Now, if we go by the CAISO figures on ElectricityMap, Cali has 15.8GW of solar. If we subtract the commercial and thermal (which I assume are included?) at 7,896MW, we get 7,904MW of rooftop. if the average rate is say $0.32/kWh for NEM and NEM 2.0, and average rooftop CF is 18%, that's a cost of $4 billion/year for 12.46TWh. So, these subsidies could have paid for the $18 billion in nuclear in under 5 years (not including nuclear OPEX).
 
If we restrict the parameters to new build non-emitting capacity. In reality, that capacity would likely have been met with gas. Of course it didn't help shuttering SONGS.

Now, if we go by the CAISO figures on ElectricityMap, Cali has 15.8GW of solar. If we subtract the commercial and thermal (which I assume are included?) at 7,896MW, we get 7,904MW of rooftop. if the average rate is say $0.32/kWh for NEM and NEM 2.0, and average rooftop CF is 18%, that's a cost of $4 billion/year for 12.46TWh. So, these subsidies could have paid for the $18 billion in nuclear in under 5 years (not including nuclear OPEX).

Or decomissioning.........

I'd prefer that deal honestly. Let the people that need the grid pay for it and I'll cover me

At this stage with the generation and 20K backup all I need is a battery and I'm independent.
 
Or decomissioning.........

I'd prefer that deal honestly. Let the people that need the grid pay for it and I'll cover me

At this stage with the generation and 20K backup all I need is a battery and I'm independent.
Decom has become quite lucrative, if you've been following Holtec at all. Apparently, many of these funds are over-subscribed, making this a very profitable endeavour. As I think I mentioned, we have ~$20 billion socked away for decom, that was captured as part of the rates paid to the plants over their lifetime. That fund is regarded as being in an over-subscribed stated.
 
Decom has become quite lucrative, if you've been following Holtec at all. Apparently, many of these funds are over-subscribed, making this a very profitable endeavour. As I think I mentioned, we have ~$20 billion socked away for decom, that was captured as part of the rates paid to the plants over their lifetime. That fund is regarded as being in an over-subscribed stated.

Haven't looked at Holtec. I can form a hypothesis for what I'll see.

Seems that 18B in avoidance basically doubles....
 
Haven't looked at Holtec. I can form a hypothesis for what I'll see.

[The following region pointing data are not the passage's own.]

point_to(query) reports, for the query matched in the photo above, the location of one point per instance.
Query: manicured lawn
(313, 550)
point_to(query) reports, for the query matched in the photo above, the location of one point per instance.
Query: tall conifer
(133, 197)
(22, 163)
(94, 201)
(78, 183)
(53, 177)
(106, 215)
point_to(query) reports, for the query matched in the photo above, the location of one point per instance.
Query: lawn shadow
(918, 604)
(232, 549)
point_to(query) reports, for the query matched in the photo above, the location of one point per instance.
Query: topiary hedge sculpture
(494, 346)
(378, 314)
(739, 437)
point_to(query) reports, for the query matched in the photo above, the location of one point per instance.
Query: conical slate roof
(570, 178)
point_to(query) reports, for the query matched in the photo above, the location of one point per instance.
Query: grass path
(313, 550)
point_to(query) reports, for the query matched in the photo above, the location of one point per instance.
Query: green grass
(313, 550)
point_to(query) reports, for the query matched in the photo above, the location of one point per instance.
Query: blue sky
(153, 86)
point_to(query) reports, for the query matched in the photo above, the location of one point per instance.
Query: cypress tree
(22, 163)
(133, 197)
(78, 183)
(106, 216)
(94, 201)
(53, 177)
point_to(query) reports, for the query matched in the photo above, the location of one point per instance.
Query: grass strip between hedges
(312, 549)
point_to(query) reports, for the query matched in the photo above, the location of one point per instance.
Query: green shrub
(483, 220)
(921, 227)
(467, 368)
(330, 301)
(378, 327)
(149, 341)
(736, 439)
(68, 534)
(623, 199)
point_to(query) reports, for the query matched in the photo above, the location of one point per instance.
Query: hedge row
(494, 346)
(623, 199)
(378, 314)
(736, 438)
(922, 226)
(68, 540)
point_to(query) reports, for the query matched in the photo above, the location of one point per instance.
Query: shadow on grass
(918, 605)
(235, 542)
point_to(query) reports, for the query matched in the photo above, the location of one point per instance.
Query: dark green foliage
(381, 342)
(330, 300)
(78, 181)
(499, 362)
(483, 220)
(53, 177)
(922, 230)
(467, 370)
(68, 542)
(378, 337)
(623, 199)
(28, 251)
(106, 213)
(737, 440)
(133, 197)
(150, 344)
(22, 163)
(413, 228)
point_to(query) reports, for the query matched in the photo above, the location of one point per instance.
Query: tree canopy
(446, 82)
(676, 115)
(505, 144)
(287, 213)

Seems that 18B in avoidance basically doubles....
Except it's not a capital cost, it's collected over the life of the plants as part of the rate paid.

Say for example, Diablo Canyon OPEX is $0.038/kWh, but rate paid is $0.040 as it includes a $0.002/kWh rate rider for decom and post-operation fuel management. That sounds tiny, right?

Diablo Canyon is ~2,400MW. Assuming CF is in-line with the rest of the US fleet at ~93%, that's 19.6TWh/year; 19.55 billion kWh. That means that $0.002/kWh rider yields $39 million/year. Assuming a 60 year lifespan (most US reactors are licensed for 60 years, a couple 80 years now), that's $2.35 billion in the decom fund, which is invested and produces a yield over the life of the plant as it accrues, which is how we ended up at $20 billion for ours in Ontario.